Who wouldn’t love to be a moderate? What is the world without tending one’s garden, small incremental changes, and calm, serious observations?
However, in the last 10 years this Arcadian dream has become impossible for the Western right. Crashing against consensus, banished online, Britain’s and America’s conservatives have been swept into a revolutionary temper.
Exciting, crass, and vulgar, this may be a recipe for electoral success, but unless the right’s vanguard can keep it under control, they will succumb to their own anarchic tendency. Remember the economy, but please don’t be stupid.
The populist right has shown it can win on energy and progressive missteps alone. The 2024 US election is proof enough of that. Yet when it comes to government the case is far from certain. The Greenland debacle of the last few weeks has shown a movement with no principles beyond the whims of the day. This shouldn’t even be a problem as long as it kept the principle of trying to maximise its electoral success. Alas, even that is a bridge too far.
Two great spirits threaten Britain’s Reform revolutionaries: the stupid and the scary
Coupled with an online streaming sphere which seems to be asking to be censored — partly because it is— the new right can’t escape the edginess it was born into. This combined with concerning polling numbers creates a feeling that Trumpism and its side effects are a medicine Americans won’t want another dose of. In Britain, despite Reform’s dominance in the polls, it has reason to fear the same.
Two great spirits threaten Britain’s Reform revolutionaries: the stupid and the scary. The latter are easy to distinguish, being actual ethno-nationalists, antisemites, or something beyond even that. The far more common, and hence more dangerous, variant is the stupid, as events across the Atlantic have made clear. Niche issues from one online community suddenly become occasions to burn as much political capital as possible for effectively no political gain. A natural distrustfulness of authority makes government action anathema to its own supporters.
In the New York Times, conservative pundit Ross Douthat called for a stable nationalism removed from the “demagogic” to-ing and fro-ing of the president. The problem is that removing nationalism from the enthusiasm which fuels it seems impossible. Social media acts like the great crowds of the French Revolution, with farcical and fearsome groups emerging from their apocalyptic fringes.

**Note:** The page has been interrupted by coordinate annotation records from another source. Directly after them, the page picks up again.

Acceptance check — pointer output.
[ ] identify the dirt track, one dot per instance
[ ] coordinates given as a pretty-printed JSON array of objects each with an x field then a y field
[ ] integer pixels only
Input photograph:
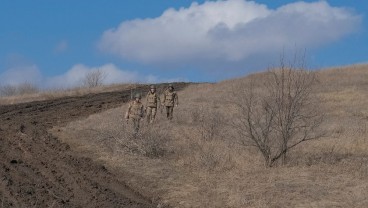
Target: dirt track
[{"x": 38, "y": 170}]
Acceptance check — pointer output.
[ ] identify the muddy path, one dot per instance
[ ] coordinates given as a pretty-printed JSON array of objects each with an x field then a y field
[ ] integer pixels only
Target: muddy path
[{"x": 38, "y": 170}]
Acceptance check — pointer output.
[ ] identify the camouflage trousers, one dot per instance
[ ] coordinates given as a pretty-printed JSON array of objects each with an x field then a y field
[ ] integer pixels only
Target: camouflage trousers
[
  {"x": 151, "y": 114},
  {"x": 135, "y": 122},
  {"x": 169, "y": 112}
]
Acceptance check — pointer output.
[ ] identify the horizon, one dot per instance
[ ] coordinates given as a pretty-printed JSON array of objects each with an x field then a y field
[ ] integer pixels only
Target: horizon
[{"x": 55, "y": 44}]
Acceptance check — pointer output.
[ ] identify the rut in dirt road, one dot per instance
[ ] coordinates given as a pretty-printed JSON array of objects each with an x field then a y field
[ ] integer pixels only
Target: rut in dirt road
[{"x": 38, "y": 170}]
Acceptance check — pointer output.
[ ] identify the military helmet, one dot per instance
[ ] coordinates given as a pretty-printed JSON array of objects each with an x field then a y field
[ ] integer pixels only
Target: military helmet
[{"x": 137, "y": 96}]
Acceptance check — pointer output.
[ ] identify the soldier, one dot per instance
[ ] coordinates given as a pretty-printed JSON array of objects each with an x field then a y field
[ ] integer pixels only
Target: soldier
[
  {"x": 135, "y": 112},
  {"x": 170, "y": 100},
  {"x": 152, "y": 101}
]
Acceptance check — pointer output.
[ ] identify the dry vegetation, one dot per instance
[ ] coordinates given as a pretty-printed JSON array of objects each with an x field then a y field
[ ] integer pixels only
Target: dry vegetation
[{"x": 198, "y": 159}]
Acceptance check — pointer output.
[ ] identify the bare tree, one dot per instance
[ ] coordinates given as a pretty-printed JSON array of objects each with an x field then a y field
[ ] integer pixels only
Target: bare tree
[
  {"x": 94, "y": 78},
  {"x": 280, "y": 113}
]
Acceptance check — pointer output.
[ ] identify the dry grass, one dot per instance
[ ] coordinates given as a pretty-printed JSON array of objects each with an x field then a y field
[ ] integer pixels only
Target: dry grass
[
  {"x": 197, "y": 160},
  {"x": 53, "y": 94}
]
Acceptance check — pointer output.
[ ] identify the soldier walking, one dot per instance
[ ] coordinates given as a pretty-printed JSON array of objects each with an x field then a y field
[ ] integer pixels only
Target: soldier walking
[
  {"x": 170, "y": 100},
  {"x": 152, "y": 103},
  {"x": 135, "y": 112}
]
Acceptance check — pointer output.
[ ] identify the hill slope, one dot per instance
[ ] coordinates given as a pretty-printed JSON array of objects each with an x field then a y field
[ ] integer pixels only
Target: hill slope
[{"x": 198, "y": 160}]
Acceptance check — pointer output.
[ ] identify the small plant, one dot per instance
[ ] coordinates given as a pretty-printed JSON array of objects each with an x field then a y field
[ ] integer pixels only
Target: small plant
[{"x": 279, "y": 115}]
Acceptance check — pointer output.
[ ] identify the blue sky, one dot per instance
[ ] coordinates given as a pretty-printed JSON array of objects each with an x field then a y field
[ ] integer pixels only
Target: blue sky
[{"x": 55, "y": 43}]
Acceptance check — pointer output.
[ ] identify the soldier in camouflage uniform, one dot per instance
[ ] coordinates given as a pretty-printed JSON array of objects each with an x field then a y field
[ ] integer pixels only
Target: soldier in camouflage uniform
[
  {"x": 135, "y": 112},
  {"x": 152, "y": 103},
  {"x": 170, "y": 100}
]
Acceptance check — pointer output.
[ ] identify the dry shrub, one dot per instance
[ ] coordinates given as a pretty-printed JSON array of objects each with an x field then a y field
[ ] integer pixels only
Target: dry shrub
[{"x": 203, "y": 163}]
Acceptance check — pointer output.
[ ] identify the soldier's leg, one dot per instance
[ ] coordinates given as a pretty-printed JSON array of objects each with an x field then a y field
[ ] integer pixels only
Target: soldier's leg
[
  {"x": 171, "y": 111},
  {"x": 153, "y": 115},
  {"x": 168, "y": 111},
  {"x": 135, "y": 125}
]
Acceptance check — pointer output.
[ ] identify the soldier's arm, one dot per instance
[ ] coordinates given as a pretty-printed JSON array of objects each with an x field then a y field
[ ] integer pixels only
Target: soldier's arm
[
  {"x": 158, "y": 100},
  {"x": 176, "y": 99},
  {"x": 128, "y": 111},
  {"x": 163, "y": 100},
  {"x": 142, "y": 111}
]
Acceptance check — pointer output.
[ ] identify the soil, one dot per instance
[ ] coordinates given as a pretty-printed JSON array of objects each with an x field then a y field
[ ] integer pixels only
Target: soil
[{"x": 39, "y": 170}]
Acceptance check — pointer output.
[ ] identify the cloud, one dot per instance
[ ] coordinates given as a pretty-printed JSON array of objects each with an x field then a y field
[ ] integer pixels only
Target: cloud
[
  {"x": 75, "y": 76},
  {"x": 112, "y": 74},
  {"x": 62, "y": 46},
  {"x": 21, "y": 74},
  {"x": 230, "y": 31}
]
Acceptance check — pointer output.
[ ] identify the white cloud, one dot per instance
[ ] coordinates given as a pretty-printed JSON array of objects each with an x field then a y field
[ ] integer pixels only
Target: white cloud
[
  {"x": 75, "y": 76},
  {"x": 227, "y": 32},
  {"x": 21, "y": 74},
  {"x": 61, "y": 46}
]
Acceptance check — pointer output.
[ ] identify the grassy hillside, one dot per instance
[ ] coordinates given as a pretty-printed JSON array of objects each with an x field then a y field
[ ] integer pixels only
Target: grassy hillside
[{"x": 198, "y": 160}]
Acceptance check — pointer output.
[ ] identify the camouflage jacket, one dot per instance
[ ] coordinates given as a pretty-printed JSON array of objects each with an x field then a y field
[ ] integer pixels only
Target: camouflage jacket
[
  {"x": 152, "y": 99},
  {"x": 135, "y": 110},
  {"x": 170, "y": 98}
]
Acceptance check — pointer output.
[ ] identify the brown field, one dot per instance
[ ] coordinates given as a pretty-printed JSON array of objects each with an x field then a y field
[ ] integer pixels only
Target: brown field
[{"x": 197, "y": 160}]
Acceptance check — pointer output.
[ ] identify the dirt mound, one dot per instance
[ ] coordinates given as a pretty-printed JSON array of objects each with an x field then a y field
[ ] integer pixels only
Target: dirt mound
[{"x": 38, "y": 170}]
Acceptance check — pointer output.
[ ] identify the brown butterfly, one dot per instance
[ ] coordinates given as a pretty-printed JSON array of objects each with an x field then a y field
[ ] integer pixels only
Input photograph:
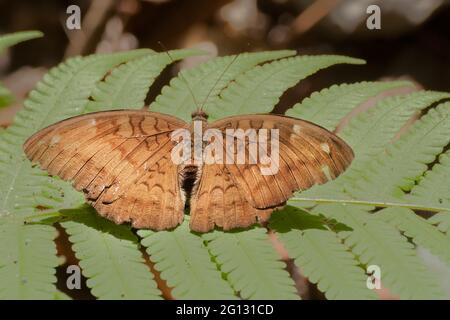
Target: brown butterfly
[{"x": 122, "y": 162}]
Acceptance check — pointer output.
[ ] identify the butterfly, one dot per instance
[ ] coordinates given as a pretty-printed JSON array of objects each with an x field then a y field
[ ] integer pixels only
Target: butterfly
[{"x": 122, "y": 161}]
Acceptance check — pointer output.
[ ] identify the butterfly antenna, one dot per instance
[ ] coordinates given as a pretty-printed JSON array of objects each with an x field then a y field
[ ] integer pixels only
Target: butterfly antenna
[
  {"x": 180, "y": 73},
  {"x": 217, "y": 81}
]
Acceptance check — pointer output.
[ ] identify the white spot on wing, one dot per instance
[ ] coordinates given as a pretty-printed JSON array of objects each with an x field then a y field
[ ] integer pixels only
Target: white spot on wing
[{"x": 326, "y": 171}]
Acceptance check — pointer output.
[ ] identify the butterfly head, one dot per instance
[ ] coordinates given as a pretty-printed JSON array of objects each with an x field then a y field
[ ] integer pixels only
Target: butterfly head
[{"x": 199, "y": 115}]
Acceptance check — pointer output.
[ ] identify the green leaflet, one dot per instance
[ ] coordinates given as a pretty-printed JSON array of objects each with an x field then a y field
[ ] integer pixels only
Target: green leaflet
[
  {"x": 332, "y": 249},
  {"x": 109, "y": 259},
  {"x": 27, "y": 260},
  {"x": 321, "y": 255},
  {"x": 369, "y": 135},
  {"x": 442, "y": 220},
  {"x": 251, "y": 264},
  {"x": 206, "y": 82},
  {"x": 328, "y": 106},
  {"x": 433, "y": 189},
  {"x": 420, "y": 229},
  {"x": 369, "y": 132},
  {"x": 184, "y": 262},
  {"x": 126, "y": 87},
  {"x": 259, "y": 89},
  {"x": 6, "y": 98},
  {"x": 376, "y": 242},
  {"x": 12, "y": 39},
  {"x": 62, "y": 93}
]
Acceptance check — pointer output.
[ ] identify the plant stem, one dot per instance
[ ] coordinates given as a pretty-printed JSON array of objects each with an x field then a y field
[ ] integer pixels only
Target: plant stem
[{"x": 372, "y": 203}]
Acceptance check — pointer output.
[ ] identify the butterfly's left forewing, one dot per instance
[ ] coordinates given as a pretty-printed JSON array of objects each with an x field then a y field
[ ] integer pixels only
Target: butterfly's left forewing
[{"x": 120, "y": 160}]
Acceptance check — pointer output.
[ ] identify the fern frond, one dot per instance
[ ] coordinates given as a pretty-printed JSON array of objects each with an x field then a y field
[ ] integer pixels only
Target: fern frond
[
  {"x": 184, "y": 262},
  {"x": 259, "y": 89},
  {"x": 420, "y": 230},
  {"x": 63, "y": 92},
  {"x": 442, "y": 221},
  {"x": 9, "y": 40},
  {"x": 320, "y": 255},
  {"x": 207, "y": 78},
  {"x": 251, "y": 264},
  {"x": 368, "y": 134},
  {"x": 370, "y": 131},
  {"x": 27, "y": 260},
  {"x": 127, "y": 85},
  {"x": 110, "y": 258},
  {"x": 6, "y": 98},
  {"x": 376, "y": 242},
  {"x": 327, "y": 107}
]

Revolutionary governance was impossible because the crowd controlled the course of events, not any executive of the period.
Here Nigel Farage could learn from Robespierre. While part of what gives the “New Right” its energy is that it is amorphous and able to tackle the established parties from any and every direction, this very fact lends it to almost immediate chaos and infighting. The revolution many desire can only be achieved by government, not by those outside it. Although Robespierre is defined as the apogee of revolutionary fanaticism, he was the one who crushed the power of Paris’s crowds and the Commune. The answer is not terror but it is definitely order.
To govern effectively, Reform will have to develop a hierarchy and discipline that it is hard to envisage now. Already skittish after the betrayals of 2016 and 2019, any failure will immediately be cried upon as treason by more extreme sections which seek to go further. Keeping MPs on a tight leash is one thing, but the kaleidoscopic whirlwind of the online right presents a different challenge entirely. Rigidly enforcing the boundaries of who MPs and outriders can speak to and agitate for is easier to contemplate when dealing with some scarier factions, but inevitably some of the stupid will seep through.
To make a successful revolution, you have to end it first
None of this will be popular but it will be necessary. While Nigel Farage spends much of his time railing against Keir Starmer’s attacks on freedom through the Online Safety Act or digital IDs, this may not survive contact with government. No radical — never mind revolutionary — government has ever been more pro-freedom than the Ancien Régime it replaced.
Alexis de Tocqueville, who inspired the thought above, saw the revolution of 1848 take place around him. The government had fallen, and he spoke to a worker rushing towards the barricades. He said to him, “Reform forever! You know the Ministry has been dismissed?” “Yes, sir, I know,” replied the worker, jeeringly, and pointing to the Tuileries, “but we want more than that.” One hundred and seventy-eight years later, the lessons from that revolution, which collapsed under its own fanaticism, still hold true. To make a successful revolution, you have to end it first.